Above results showed that only in the presence of BSA Langmuir monolayers regular almond-like calcite can be obtained. When magnesium is added, the morphology of crystals changed greatly, from almond-like to spherical. However, whether having magnesium or no, the crystals keep high orientation. The morphological changes of calcium carbonate crystals reveal that in the presence of both BSA Langmuir monolayers and magnesium ions, we tend to obtain spherical aragonite spherulites instead of other forms. Through controlling the concentration of magnesium in presence of BSA Langmuir monolayers, spherical crystals with more regular shapes and orientation could be obtained.
(a) (b)
Figure 2. SEM morphologies of the calcium carbonate crystals precipitated in the presence of BSA Langmuir monolayers with and without magnesium ion (a) almond-like calcite crystal grown in the presence of BSA Langmuir monolayers without magnesium; (b) Spherical aragonite crystals at higher magnesium concentration in presence of BSA Langmuir monolayers.
4. Conclusions
The present paper mainly studied the cooperative effect of BSA Langmuir monolayer and magnesium ions on calcium carbonate crystallization. The results indicated that BSA Langmuir monolayer has a promotional effect on magnesium ions in controlling the polymorph of CaCO3 crystals. By cooperation of BSA Langmuir monolayer and magnesium ions of different concentrations, crystals showed a sequence of morphology changes and especially, aragonite crystals with regular spherical morphology were precipitated at high Mg/Ca ion concentration ratio. The experiments suggested that BSA Langmuir monolayer acts in combination with magnesium ions to inhibit calcite crystal growth, while favoring the formation of aragonite crystals.

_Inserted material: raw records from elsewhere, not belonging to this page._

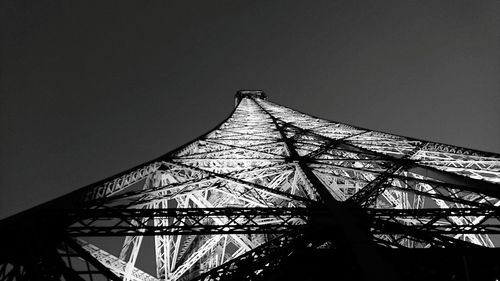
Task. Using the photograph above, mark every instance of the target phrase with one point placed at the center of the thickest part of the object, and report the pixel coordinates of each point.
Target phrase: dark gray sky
(89, 90)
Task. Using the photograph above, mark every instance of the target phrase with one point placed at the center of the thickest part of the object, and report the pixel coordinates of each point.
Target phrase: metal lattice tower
(273, 194)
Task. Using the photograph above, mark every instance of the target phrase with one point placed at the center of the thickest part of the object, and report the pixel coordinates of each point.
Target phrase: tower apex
(248, 93)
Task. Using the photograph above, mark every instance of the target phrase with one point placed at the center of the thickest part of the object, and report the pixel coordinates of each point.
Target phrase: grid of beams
(262, 179)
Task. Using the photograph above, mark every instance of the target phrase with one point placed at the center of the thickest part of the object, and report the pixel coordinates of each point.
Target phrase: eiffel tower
(273, 194)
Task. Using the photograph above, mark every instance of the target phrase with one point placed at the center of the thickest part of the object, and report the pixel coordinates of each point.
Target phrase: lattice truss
(253, 188)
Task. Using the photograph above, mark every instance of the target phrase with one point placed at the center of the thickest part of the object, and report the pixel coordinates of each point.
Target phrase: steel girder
(241, 199)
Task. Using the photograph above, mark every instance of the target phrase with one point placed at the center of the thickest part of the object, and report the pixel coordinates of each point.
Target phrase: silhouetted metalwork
(272, 193)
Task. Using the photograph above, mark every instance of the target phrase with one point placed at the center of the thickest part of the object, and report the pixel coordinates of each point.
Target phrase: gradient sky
(91, 89)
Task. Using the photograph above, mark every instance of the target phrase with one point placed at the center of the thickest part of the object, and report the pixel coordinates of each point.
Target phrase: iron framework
(273, 193)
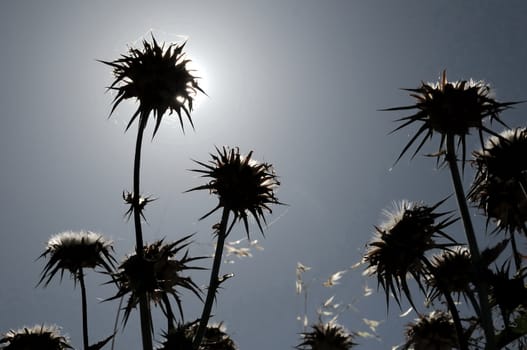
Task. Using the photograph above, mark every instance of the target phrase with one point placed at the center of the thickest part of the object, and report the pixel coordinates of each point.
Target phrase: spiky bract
(328, 336)
(181, 338)
(508, 292)
(158, 274)
(158, 78)
(40, 337)
(433, 331)
(400, 244)
(452, 272)
(450, 108)
(500, 184)
(74, 251)
(242, 185)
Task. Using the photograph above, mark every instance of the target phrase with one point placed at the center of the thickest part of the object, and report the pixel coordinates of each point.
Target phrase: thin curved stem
(214, 280)
(144, 310)
(85, 341)
(462, 340)
(479, 280)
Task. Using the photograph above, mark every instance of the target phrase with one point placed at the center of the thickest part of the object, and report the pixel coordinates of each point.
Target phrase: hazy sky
(299, 82)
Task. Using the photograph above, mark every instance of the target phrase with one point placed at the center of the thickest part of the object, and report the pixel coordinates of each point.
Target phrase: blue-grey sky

In summary, the aragonite blocks could nucleate beneath the BSA Langmuir monolayers and magnesium ions with a well preferential orientation. There is a cooperative interaction between BSA Langmuir monolayers and magnesium ions, and these results are very significant for the understanding of the mechanism of biomineralization in the organic life. Further investigations are in progress.
Acknowledgements
This work was supported by the National Science Foundation of China, Grant No. 21203055 and Start-up funds for high-level introduction of talents for scientific research in Shanghai Publishing and Printing College.